Throughout Ohio, many common jobs pay poverty wages
Posted May 01, 2018 in Press Releases
Last year, six of Ohio’s 10 most common jobs paid so little that a typical worker would need food assistance to feed a family of three — generally less than $26,000 a year. From the booming Columbus metro area to struggling Youngstown, too many jobs across Ohio don’t pay enough for families to get by.
In honor of International Workers Day, Policy Matters Ohio is releasing a set of employment fact sheets for Ohio's largest 11 metro areas: Akron, Canton, Cincinnati, Cleveland, Columbus, Dayton, Lima, Mansfield, Springfield, Toledo, and Youngstown; as well as a fact sheet on Statewide Employment Data. Each fact sheet shows the median annual salary and hourly wage of the metro area’s 10 most common jobs in 2000 and 2017, and how far they went towards lifting a family of three out of poverty. The fact sheets also contain data showing which sectors have grown and which have declined since 2017.
“Throughout Ohio, not only are many of the most common jobs paying extremely low wages, many do less to lift working people out of poverty than they did in 2000,” Policy Matters Ohio Researcher Hannah Halbert said. “State and federal leaders are trying to create new barriers to health care, food aid and housing assistance. If they succeed, many of Ohio’s working people will slip deeper into poverty.”
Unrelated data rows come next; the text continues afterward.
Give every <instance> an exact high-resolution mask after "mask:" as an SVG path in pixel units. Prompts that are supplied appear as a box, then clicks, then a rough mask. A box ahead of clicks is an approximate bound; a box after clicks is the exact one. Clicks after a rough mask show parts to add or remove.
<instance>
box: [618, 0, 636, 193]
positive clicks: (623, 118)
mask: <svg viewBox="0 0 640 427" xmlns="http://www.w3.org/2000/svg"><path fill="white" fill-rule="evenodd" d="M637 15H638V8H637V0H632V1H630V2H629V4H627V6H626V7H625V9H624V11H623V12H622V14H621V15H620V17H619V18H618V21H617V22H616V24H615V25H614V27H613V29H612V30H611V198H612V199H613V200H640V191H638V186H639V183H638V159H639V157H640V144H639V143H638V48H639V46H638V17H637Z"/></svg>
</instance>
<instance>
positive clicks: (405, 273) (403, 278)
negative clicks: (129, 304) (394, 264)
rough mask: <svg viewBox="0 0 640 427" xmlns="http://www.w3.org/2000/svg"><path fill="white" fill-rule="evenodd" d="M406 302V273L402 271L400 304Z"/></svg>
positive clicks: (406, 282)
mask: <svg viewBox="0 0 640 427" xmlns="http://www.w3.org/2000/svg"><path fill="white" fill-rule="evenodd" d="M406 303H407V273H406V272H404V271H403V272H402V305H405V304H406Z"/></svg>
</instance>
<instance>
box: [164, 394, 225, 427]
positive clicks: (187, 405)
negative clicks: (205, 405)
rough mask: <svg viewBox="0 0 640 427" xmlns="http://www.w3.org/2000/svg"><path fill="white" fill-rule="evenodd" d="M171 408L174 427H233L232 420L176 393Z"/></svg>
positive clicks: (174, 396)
“Examining statewide numbers, Ohio may look better off than it really is,” Halbert said. Although the state has recovered all the jobs lost during the recession, since 2007, 215,000 fewer Ohioans are participating in the workforce — pushing down last year’s statewide unemployment rate of 5 percent. Statewide data also masks deep regional disparities and wage stagnation.
“Ohio needs leaders who will make a renewed public commitment to working people,” Halbert said. “Both the nation and state have productive economies with abundant wealth. We can use policy to shape the economy to benefit working people. Only the lack of political will keeps leaders from passing policies to improve job quality, make education and training affordable and fund basic services like transit and childcare that help people work.”